Jonathan Puckey

[Ed note: Print will be
featuring one New Visual Artist per day while the issue is on
newsstands. Keep checking back every weekday for new profiles on printmag.com. You can view
the entire list of winners here.]
 
Portrait of Annette Lux at Bold Italic 2009, Ghent, made using the Delaunay Raster plug-in.
Title: Designer
From: Amsterdam
Lives in: Amsterdam
Age: 28

Jonathan Puckey doesn’t design images so much as systems. He and his collaborators, an informal group called Conditional Design (including Luna Maurer, Edo Paulus, and Roel Wouters), build systems requiring human interaction that then sets logical systems into motion. 
Puckey was born in Amsterdam to British parents.

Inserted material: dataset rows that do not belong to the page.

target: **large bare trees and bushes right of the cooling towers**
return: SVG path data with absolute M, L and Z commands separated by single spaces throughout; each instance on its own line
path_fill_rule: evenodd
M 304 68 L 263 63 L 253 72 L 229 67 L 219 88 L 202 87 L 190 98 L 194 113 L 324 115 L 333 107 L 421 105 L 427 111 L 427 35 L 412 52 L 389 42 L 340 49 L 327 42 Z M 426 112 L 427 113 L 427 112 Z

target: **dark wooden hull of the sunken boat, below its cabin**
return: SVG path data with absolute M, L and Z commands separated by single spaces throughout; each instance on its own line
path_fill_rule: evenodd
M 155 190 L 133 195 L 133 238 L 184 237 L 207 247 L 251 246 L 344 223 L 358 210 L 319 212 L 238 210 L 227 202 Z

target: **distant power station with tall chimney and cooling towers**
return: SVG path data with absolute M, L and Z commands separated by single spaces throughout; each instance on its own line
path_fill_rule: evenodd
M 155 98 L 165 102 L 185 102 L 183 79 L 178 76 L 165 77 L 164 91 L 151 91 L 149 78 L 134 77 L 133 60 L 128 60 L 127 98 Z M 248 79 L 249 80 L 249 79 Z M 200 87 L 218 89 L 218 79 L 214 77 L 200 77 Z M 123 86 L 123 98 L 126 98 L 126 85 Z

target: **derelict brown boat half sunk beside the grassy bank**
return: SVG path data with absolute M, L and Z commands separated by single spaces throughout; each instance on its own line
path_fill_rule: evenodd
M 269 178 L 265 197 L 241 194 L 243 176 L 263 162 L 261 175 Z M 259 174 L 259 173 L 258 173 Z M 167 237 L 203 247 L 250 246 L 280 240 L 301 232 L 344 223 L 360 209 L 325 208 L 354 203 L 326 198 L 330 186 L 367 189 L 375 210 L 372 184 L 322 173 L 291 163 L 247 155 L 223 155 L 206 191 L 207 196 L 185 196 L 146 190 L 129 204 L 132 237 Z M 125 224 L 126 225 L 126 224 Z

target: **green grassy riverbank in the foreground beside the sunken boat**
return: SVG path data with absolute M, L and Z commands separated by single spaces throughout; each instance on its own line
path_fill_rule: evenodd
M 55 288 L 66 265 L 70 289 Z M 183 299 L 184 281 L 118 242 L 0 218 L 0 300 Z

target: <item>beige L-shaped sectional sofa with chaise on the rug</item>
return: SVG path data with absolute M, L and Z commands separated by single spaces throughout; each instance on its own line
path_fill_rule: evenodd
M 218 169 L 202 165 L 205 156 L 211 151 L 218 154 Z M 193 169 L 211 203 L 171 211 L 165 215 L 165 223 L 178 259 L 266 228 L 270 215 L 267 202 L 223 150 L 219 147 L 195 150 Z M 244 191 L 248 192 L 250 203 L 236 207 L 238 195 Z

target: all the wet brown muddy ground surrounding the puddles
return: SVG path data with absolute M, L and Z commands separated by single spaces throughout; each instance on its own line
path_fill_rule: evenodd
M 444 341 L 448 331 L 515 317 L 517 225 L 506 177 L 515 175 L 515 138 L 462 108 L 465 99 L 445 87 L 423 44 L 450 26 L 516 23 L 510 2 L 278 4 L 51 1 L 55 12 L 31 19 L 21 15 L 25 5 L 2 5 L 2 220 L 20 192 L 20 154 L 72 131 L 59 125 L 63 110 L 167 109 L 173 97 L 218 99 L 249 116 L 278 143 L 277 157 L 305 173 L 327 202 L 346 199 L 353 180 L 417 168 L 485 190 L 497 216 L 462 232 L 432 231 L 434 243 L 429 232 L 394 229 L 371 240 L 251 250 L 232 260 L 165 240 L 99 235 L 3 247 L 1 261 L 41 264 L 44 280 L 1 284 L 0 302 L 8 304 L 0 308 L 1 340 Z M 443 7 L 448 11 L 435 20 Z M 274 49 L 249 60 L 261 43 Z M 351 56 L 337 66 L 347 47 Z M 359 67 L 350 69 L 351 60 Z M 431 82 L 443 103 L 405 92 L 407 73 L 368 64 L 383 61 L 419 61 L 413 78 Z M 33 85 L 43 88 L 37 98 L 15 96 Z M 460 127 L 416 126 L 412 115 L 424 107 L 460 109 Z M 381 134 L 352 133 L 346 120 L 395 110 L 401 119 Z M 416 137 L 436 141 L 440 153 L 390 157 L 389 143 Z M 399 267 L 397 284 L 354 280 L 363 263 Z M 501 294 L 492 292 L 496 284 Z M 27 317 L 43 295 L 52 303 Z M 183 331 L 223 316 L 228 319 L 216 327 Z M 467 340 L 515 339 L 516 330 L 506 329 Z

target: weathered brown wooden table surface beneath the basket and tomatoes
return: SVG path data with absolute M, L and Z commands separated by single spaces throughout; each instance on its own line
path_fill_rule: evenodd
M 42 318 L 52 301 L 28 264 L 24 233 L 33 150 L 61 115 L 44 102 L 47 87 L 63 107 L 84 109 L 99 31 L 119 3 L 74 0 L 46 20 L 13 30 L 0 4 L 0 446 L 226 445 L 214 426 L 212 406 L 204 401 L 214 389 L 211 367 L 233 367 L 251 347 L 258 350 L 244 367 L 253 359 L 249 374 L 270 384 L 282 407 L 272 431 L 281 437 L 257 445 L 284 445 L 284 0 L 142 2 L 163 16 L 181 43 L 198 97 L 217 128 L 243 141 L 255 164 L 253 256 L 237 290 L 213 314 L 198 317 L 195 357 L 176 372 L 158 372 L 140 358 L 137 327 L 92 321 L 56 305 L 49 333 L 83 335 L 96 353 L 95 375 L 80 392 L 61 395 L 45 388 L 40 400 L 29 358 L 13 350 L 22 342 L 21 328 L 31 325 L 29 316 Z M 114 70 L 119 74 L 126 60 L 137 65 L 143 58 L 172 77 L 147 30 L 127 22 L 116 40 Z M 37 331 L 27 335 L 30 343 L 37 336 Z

At 13, he was designing and programming websites, later leaving school to freelance for ad agencies. After the dot-com bust, he entered the Rietveld Academie, where he was confronted with the “refreshing” fact that his whiz-kid technological skills were “easy ways out, visual tricks, like the ‘random’ tool.” But he began “to see technology as a way to accomplish a goal, not as the goal.” Now, he takes on technology itself–”thinking within logical systems”–as his core concept. 
Typography is one area in which Puckey has experimented. “Typography frustrates me,” he says. “It’s a limited system.” In this sense, digital type has physical limitations, whereas handwriting and typing can convey the writer’s mood based on the speed at which ink is applied. “With digital type, that layer of added texture is lost,” Puckey says. So he created Typographic Rhythm, a tool that uses typing speed to generate 140 font weights. 
Conditional Design meets weekly to discuss and experiment. One of its new projects, “More Is Less,” splits a video of dancing musi- cians into 3,600 frames. Online visitors can strike one of the poses, then capture and upload the image. The program continuously updates, replacing the original frames with the user-generated ones. The result is a new video, transmogrified by Puckey’s chief fascination, “the combination of human behavior and technological systems.” 
 
Portrait of Ken Garland & Associates at Bold Italic 2009, Ghent, made using the Delaunay Raster plug-in.